The Search/articletopic page at Wikitech appears to be out of date
Closed, ResolvedPublic

Description

Earlier today, I wanted to check articletopic scoring for a particular page at dewiki. Since https://ores.wikimedia.org/v3/scores/dewiki/XXX/articletopic (where XXX is the revision ID) always returns Models ('articletopic',) not available for dewiki, I decided to check how the articletopic scoring goes into Search and I found Search/articletopic describes that. Since the page says topic-related information is sent to mediawiki.revision-score-articletopic, I decided to check the event.mediawiki_revision_score_articletopic Hive table. Unfortunately, that table appears to be empty:

hive (event)> select count(*) from mediawiki_revision_score_articletopic where year=2024;
MapReduce Total cumulative CPU time: 30 minutes 44 seconds 340 msec
Ended Job = job_1734703658237_11029
MapReduce Jobs Launched: 
Stage-Stage-1: Map: 105  Reduce: 1   Cumulative CPU: 1844.34 sec   HDFS Read: 210253882 HDFS Write: 101 SUCCESS
Total MapReduce CPU Time Spent: 30 minutes 44 seconds 340 msec
OK
_c0
0
Time taken: 85.165 seconds, Fetched: 1 row(s)
hive (event)>

Since the Hive table corresponding to the documented schema is empty (and the raw data only include health checks), the documentation page appears to be out of date.

Event Timeline

I attempted to find the events by browsing around related links from the docs page. I found the articletopic-outlink service, which produces its data to the mediawiki.page_outlink_topic_prediction_change.v1 stream. The Hive table corresponding to that stream is not empty, and it contained predictions that looked believable. However, I'm not updating the page based on what I found, as I have no idea whether I found the new way of doing things, or something unrelated that shouldn't be mentioned in this page.

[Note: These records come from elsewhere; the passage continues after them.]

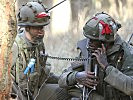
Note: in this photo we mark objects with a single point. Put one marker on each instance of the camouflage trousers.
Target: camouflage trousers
(52, 92)
(46, 92)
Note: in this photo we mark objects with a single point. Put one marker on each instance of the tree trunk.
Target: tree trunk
(7, 36)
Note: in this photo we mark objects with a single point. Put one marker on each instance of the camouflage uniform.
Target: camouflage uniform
(39, 84)
(115, 83)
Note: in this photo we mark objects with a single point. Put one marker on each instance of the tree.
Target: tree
(7, 36)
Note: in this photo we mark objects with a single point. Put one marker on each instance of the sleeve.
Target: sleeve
(53, 78)
(14, 53)
(67, 78)
(122, 80)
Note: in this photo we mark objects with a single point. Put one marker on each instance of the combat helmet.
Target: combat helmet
(101, 27)
(33, 13)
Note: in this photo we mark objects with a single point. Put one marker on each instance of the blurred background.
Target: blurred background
(68, 19)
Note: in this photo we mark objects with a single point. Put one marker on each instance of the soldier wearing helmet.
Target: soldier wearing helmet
(112, 56)
(30, 72)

If someone has tips for checking predictions that are not accessible via ores.wikimedia.org, I'd appreciate them as well.

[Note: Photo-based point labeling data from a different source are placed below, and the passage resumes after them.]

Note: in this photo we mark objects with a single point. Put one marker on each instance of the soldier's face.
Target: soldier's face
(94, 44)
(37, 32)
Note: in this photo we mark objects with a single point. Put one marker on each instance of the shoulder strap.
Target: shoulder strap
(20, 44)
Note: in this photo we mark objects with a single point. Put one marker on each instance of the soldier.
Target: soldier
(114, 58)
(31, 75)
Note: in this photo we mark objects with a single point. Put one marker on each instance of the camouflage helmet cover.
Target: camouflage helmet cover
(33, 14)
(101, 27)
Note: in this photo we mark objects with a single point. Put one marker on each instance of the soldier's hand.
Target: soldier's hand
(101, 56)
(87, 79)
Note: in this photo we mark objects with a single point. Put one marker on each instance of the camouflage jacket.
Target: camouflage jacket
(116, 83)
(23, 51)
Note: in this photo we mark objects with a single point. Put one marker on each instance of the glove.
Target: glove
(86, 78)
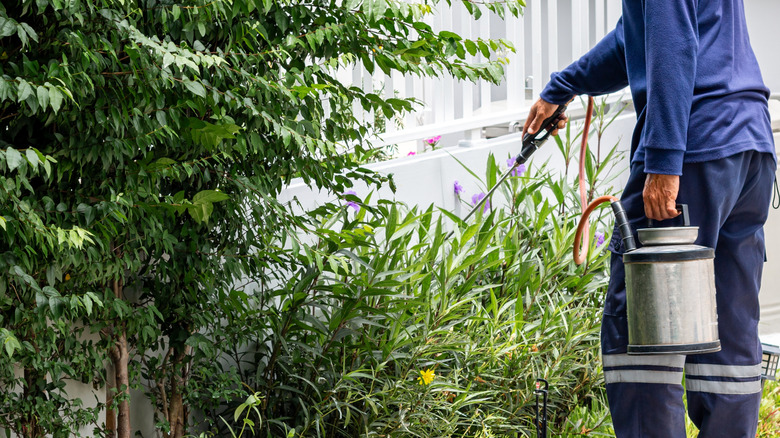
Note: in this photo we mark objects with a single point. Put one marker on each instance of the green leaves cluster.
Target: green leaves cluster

Gehel triaged this task as Medium priority.Jan 6 2025, 4:31 PM
Gehel edited projects, added Discovery-Search (Current work); removed Discovery-Search.
dcausse moved this task from Incoming to Needs Reporting on the Discovery-Search (Current work) board.
dcausse subscribed.

Thanks for pointing this out, you were correct, mediawiki.page_outlink_topic_prediction_change.v1 is indeed the new stream being populated and used by the search update pipeline, I updated the doc with new links and stream names. I think that predictions can be run calling liftwing, from https://meta.wikimedia.org/wiki/Machine_learning_models/Production/Language_agnostic_link-based_article_topic:

curl https://api.wikimedia.org/service/lw/inference/v1/models/outlink-topic-model:predict -X POST -d '{"page_title": "Frida_Kahlo", "lang": "en", "threshold": 0.1}' -H "Content-type: application/json"

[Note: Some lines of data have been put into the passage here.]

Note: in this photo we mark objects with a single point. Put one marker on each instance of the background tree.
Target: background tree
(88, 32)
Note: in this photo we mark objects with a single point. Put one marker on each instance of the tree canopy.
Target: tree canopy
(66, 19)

Should generate the predictions, but I believe that using pre-computed predictions from hive if possible is certainly better.

Thanks for the update, this is very useful to know. The API works for me, and I can also see the data in the new stream. FTR, I wasn't building any automation around topics, I was checking a possible bug in GrowthExperiments and wanted to know what the topics are.

Thanks for the update, this is very useful to know. The API works for me, and I can also see the data in the new stream. FTR, I wasn't building any automation around topics, I was checking a possible bug in GrowthExperiments and wanted to know what the topics are.

Sure, if it's for debugging you might be interested in some cirrus debug tools as well, for instance appending ?action=cirrusDump to any article page should output the content that is indexed (weighted_tags included), e.g. https://en.wikipedia.org/wiki/Frida_Kahlo?action=cirrusDump if you spot differences between the lift wing online prediction and and this content then it's possible that something got lost in the event machinery.

Thanks for the tip! The dumping URL is useful to know about.